InfiMed: Low-Resource Medical MLLMs with Advancing Understanding and Reasoning
Zeyu Liu, Zhitian Hou, Guanghao Zhu, Zhijie Sang, Congkai Xie, Hongxia Yang
TL;DR
This work tackles two core problems in medical multimodal LLMs: scarce, information-sparse multimodal medical data and the uncertain benefits of RLVR in medical tasks. It introduces InfiMed-Series, combining a low-resource reflective supervised fine-tuning (SFT) stage that fuses general multimodal data, medical textual data, and reflective-pattern-injected CoT data with a subsequent Reinforcement Learning with Verifiable Rewards (RLVR) stage using Group Relative Policy Optimization (GRPO). The approach yields InfiMed-SFT-3B and InfiMed-RL-3B, achieving state-of-the-art performance among 3B models across seven medical benchmarks (avg accuracies of 57.1% and 59.2%, respectively), with RLVR providing a notable improvement over SFT. Key findings include the importance of diverse data for SFT, the value of reflective CoT for sparse information, and the context-dependent effects of explicit reasoning prompts on medical tasks.

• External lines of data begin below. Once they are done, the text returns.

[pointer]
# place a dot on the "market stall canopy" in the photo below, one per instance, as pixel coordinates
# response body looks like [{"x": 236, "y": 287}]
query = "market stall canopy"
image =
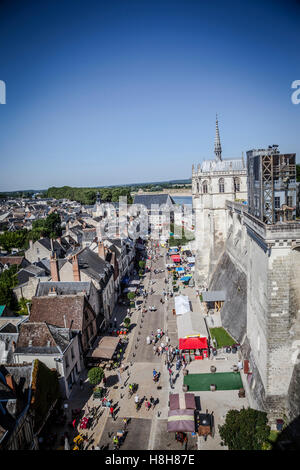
[
  {"x": 190, "y": 324},
  {"x": 214, "y": 296},
  {"x": 181, "y": 421},
  {"x": 182, "y": 304},
  {"x": 134, "y": 282},
  {"x": 182, "y": 401},
  {"x": 130, "y": 289},
  {"x": 193, "y": 343},
  {"x": 104, "y": 347},
  {"x": 185, "y": 278}
]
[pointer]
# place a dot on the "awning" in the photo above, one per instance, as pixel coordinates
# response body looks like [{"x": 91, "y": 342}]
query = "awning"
[
  {"x": 104, "y": 347},
  {"x": 134, "y": 282},
  {"x": 182, "y": 401},
  {"x": 191, "y": 324},
  {"x": 181, "y": 421},
  {"x": 193, "y": 343},
  {"x": 182, "y": 304},
  {"x": 214, "y": 296},
  {"x": 185, "y": 278},
  {"x": 130, "y": 289}
]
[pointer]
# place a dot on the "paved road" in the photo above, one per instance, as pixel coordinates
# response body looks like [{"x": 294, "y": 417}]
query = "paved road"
[
  {"x": 136, "y": 437},
  {"x": 150, "y": 321}
]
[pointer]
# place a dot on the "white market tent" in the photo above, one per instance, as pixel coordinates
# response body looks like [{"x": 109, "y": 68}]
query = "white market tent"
[
  {"x": 190, "y": 324},
  {"x": 182, "y": 304}
]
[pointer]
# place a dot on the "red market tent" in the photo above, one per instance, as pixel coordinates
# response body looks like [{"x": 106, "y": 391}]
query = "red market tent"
[{"x": 193, "y": 343}]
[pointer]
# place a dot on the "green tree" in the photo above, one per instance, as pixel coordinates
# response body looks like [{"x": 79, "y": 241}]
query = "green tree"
[
  {"x": 131, "y": 295},
  {"x": 245, "y": 429},
  {"x": 127, "y": 322},
  {"x": 9, "y": 240},
  {"x": 298, "y": 172},
  {"x": 8, "y": 281},
  {"x": 95, "y": 375},
  {"x": 22, "y": 306}
]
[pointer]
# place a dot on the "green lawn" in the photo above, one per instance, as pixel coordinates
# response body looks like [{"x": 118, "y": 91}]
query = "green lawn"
[
  {"x": 222, "y": 337},
  {"x": 222, "y": 380}
]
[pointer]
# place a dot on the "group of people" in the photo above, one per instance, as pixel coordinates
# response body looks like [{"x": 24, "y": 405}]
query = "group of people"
[{"x": 148, "y": 403}]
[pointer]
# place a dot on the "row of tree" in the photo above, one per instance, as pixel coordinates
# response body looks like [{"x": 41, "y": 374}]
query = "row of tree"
[
  {"x": 88, "y": 195},
  {"x": 49, "y": 227}
]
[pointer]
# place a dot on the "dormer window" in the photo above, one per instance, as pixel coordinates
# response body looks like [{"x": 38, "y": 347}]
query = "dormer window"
[
  {"x": 237, "y": 184},
  {"x": 221, "y": 185}
]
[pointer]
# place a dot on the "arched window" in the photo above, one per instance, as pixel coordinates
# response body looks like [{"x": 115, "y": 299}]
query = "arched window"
[
  {"x": 221, "y": 185},
  {"x": 237, "y": 184}
]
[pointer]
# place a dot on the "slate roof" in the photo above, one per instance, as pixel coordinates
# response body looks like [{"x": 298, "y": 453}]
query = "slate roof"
[
  {"x": 63, "y": 288},
  {"x": 53, "y": 309},
  {"x": 95, "y": 267},
  {"x": 46, "y": 339},
  {"x": 223, "y": 165},
  {"x": 89, "y": 235},
  {"x": 31, "y": 271},
  {"x": 11, "y": 260},
  {"x": 46, "y": 243},
  {"x": 149, "y": 199}
]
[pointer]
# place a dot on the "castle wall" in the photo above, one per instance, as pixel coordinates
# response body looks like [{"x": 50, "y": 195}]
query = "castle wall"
[{"x": 260, "y": 272}]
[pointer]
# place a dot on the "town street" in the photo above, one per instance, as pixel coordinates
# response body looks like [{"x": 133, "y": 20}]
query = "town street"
[{"x": 147, "y": 428}]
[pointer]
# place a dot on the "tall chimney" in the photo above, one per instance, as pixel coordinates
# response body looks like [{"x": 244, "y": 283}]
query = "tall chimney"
[
  {"x": 101, "y": 250},
  {"x": 54, "y": 269},
  {"x": 76, "y": 272}
]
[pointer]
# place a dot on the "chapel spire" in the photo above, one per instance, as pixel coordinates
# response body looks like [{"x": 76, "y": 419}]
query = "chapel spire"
[{"x": 218, "y": 148}]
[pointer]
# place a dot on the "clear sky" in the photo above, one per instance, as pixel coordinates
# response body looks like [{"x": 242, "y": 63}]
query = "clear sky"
[{"x": 115, "y": 92}]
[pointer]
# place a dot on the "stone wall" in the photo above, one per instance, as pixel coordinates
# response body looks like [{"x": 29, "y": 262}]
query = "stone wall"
[{"x": 234, "y": 311}]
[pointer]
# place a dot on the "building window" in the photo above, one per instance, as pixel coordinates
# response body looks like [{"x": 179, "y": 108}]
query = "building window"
[
  {"x": 277, "y": 202},
  {"x": 221, "y": 185},
  {"x": 237, "y": 184}
]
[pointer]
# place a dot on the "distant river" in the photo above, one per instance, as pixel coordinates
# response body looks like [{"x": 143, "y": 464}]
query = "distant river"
[{"x": 182, "y": 199}]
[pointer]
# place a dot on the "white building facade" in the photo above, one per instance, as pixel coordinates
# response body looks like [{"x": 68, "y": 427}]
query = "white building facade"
[{"x": 214, "y": 182}]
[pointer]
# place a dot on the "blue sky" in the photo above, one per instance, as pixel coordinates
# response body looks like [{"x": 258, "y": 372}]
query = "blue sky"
[{"x": 116, "y": 92}]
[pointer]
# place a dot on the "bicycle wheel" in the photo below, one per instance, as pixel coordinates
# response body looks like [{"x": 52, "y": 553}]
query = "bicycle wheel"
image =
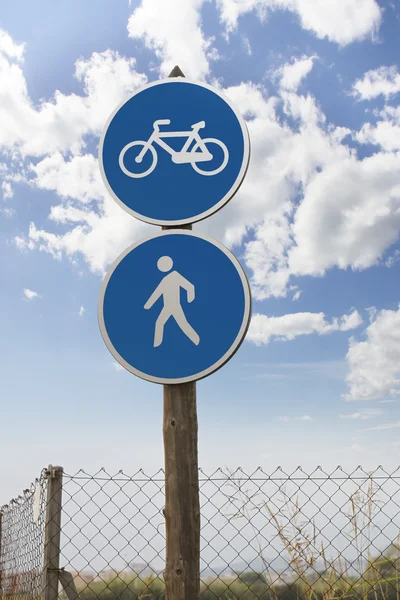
[
  {"x": 131, "y": 173},
  {"x": 207, "y": 142}
]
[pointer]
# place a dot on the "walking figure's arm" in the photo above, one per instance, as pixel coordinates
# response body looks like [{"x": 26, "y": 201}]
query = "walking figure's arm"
[
  {"x": 189, "y": 287},
  {"x": 154, "y": 297}
]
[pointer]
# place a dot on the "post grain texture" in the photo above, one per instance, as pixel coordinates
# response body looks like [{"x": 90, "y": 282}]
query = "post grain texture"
[
  {"x": 52, "y": 534},
  {"x": 182, "y": 506}
]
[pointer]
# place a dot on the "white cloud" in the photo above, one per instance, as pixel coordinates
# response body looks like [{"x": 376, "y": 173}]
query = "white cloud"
[
  {"x": 306, "y": 418},
  {"x": 292, "y": 74},
  {"x": 386, "y": 132},
  {"x": 383, "y": 81},
  {"x": 375, "y": 363},
  {"x": 62, "y": 123},
  {"x": 91, "y": 232},
  {"x": 292, "y": 222},
  {"x": 341, "y": 22},
  {"x": 385, "y": 427},
  {"x": 30, "y": 294},
  {"x": 363, "y": 415},
  {"x": 7, "y": 190},
  {"x": 263, "y": 329},
  {"x": 173, "y": 30}
]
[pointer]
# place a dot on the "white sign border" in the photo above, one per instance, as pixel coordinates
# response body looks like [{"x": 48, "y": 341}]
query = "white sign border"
[
  {"x": 224, "y": 359},
  {"x": 234, "y": 188}
]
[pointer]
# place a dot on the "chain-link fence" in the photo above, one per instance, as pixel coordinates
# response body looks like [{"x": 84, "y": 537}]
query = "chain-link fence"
[
  {"x": 22, "y": 529},
  {"x": 276, "y": 536}
]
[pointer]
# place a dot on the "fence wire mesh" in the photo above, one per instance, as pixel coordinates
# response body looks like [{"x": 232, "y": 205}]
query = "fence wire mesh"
[
  {"x": 22, "y": 525},
  {"x": 277, "y": 536},
  {"x": 280, "y": 535}
]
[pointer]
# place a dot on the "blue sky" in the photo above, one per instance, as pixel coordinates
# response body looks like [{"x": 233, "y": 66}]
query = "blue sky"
[{"x": 315, "y": 225}]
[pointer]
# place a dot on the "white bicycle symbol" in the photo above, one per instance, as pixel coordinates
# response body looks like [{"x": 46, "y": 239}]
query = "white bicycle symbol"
[{"x": 198, "y": 153}]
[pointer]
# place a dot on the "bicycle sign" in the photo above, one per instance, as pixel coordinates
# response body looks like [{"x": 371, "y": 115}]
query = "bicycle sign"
[
  {"x": 195, "y": 149},
  {"x": 175, "y": 152}
]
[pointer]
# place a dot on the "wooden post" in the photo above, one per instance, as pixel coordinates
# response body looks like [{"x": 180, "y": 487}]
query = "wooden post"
[
  {"x": 51, "y": 563},
  {"x": 1, "y": 560},
  {"x": 182, "y": 504}
]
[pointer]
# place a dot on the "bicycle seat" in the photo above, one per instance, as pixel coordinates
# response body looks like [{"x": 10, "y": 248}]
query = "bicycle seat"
[
  {"x": 199, "y": 125},
  {"x": 161, "y": 122}
]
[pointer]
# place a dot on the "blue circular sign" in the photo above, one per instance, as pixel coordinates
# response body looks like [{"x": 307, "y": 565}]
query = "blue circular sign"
[
  {"x": 175, "y": 307},
  {"x": 175, "y": 152}
]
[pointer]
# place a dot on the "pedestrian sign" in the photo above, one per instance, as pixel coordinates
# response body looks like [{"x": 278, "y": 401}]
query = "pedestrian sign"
[
  {"x": 174, "y": 153},
  {"x": 175, "y": 307}
]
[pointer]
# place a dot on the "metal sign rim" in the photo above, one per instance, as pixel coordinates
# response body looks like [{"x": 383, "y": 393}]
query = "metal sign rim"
[
  {"x": 228, "y": 196},
  {"x": 224, "y": 359}
]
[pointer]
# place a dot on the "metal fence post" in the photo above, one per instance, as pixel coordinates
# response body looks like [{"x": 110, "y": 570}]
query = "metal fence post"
[{"x": 51, "y": 563}]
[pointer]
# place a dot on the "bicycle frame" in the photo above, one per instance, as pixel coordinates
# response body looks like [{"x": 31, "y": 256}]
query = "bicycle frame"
[{"x": 182, "y": 155}]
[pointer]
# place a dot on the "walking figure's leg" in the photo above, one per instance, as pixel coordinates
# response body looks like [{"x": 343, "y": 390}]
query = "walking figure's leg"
[
  {"x": 187, "y": 329},
  {"x": 159, "y": 329}
]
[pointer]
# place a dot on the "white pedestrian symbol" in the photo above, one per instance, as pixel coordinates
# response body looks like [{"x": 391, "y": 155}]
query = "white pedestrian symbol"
[
  {"x": 198, "y": 153},
  {"x": 170, "y": 287}
]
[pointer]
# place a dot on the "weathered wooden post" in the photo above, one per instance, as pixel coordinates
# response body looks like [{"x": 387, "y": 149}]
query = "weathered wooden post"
[
  {"x": 182, "y": 504},
  {"x": 1, "y": 560},
  {"x": 174, "y": 187},
  {"x": 52, "y": 533}
]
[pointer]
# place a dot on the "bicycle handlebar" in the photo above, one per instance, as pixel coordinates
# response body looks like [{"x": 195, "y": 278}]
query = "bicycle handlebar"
[{"x": 162, "y": 122}]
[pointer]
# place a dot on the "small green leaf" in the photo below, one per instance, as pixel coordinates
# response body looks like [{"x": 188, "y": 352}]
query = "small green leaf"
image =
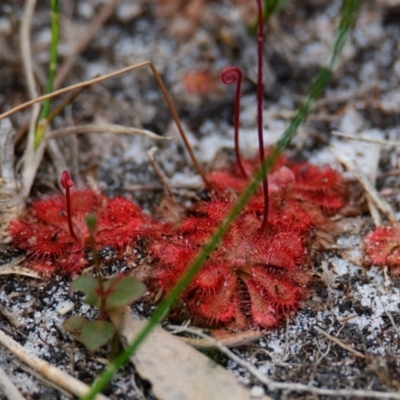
[
  {"x": 74, "y": 324},
  {"x": 124, "y": 291},
  {"x": 91, "y": 222},
  {"x": 96, "y": 334},
  {"x": 88, "y": 285}
]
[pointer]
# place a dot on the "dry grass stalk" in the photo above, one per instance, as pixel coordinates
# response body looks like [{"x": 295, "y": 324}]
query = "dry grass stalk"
[
  {"x": 8, "y": 388},
  {"x": 50, "y": 372}
]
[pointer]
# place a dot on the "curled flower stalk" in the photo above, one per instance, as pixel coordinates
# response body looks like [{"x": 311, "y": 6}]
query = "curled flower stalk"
[{"x": 229, "y": 76}]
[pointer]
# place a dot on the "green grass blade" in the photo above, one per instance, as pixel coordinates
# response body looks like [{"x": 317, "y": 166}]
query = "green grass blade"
[
  {"x": 348, "y": 16},
  {"x": 55, "y": 30}
]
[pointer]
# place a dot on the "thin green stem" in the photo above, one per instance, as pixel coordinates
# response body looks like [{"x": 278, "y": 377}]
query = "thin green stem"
[
  {"x": 348, "y": 15},
  {"x": 55, "y": 28}
]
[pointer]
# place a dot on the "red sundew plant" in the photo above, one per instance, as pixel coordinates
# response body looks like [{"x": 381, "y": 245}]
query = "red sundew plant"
[
  {"x": 252, "y": 279},
  {"x": 382, "y": 248},
  {"x": 258, "y": 274},
  {"x": 54, "y": 232}
]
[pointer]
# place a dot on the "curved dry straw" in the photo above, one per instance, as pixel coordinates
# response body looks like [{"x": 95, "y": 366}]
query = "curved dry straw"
[{"x": 112, "y": 75}]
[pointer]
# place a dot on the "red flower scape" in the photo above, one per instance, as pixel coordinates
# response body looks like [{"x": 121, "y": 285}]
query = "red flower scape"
[
  {"x": 44, "y": 232},
  {"x": 253, "y": 279}
]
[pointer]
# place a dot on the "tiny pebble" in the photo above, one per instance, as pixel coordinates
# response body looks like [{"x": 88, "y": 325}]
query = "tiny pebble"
[
  {"x": 257, "y": 392},
  {"x": 66, "y": 309}
]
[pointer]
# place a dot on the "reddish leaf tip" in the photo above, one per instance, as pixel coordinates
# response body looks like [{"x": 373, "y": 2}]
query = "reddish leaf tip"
[{"x": 66, "y": 181}]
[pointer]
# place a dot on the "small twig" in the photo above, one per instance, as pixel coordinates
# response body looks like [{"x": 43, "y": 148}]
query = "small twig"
[
  {"x": 229, "y": 340},
  {"x": 294, "y": 387},
  {"x": 111, "y": 128},
  {"x": 382, "y": 204},
  {"x": 121, "y": 71},
  {"x": 50, "y": 372},
  {"x": 341, "y": 344},
  {"x": 361, "y": 139},
  {"x": 8, "y": 388}
]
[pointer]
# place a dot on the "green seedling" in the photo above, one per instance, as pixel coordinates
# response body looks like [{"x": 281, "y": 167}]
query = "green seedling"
[{"x": 104, "y": 295}]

Overall, the work demonstrates a data-efficient pathway to high-performing medical MLLMs and offers practical insights into training regimes and reasoning strategies for clinical multimodal AI.
Abstract
Multimodal Large Language Models (MLLMs) have achieved remarkable progress in domains such as visual understanding and mathematical reasoning. However, their application in the medical domain is constrained by two key challenges: (1) multimodal medical datasets are scarce and often contain sparse information, limiting reasoning depth; and (2) Reinforcement Learning with Verifiable Rewards (RLVR), though effective in general domains, cannot reliably improve model performance in the medical domain. To overcome these challenges, during the supervised fine-tuning (SFT) stage, we incorporate high-quality textual reasoning data and general multimodal data alongside multimodal medical data to efficiently enhance foundational medical capabilities and restore the base model's reasoning ability. Moreover, considering that there are some multimodal medical datasets with sparse information, we further synthesize reflective-pattern-injected chain-of-thought (CoT) in addition to general CoT samples, equipping the model with initial reflective reasoning capabilities that provide a structured foundation for subsequent RLVR training. Finally, we introduce our InfiMed-Series models, InfiMed-SFT-3B and InfiMed-RL-3B, both of which deliver state-of-the-art performance across seven multimodal medical benchmarks. Notably, InfiMed-RL-3B achieves an average accuracy of 59.2%, outperforming even larger models like InternVL3-8B, which achieves 57.3%. Specifically, during the SFT phase, we utilized 188K samples, while the RLVR phase incorporated 36K samples, demonstrating the efficacy of both training strategies in achieving superior performance. We also conducted a series of extensive experiments, which provide valuable insights that contribute to advancing the performance of MLLMs in medical scenarios.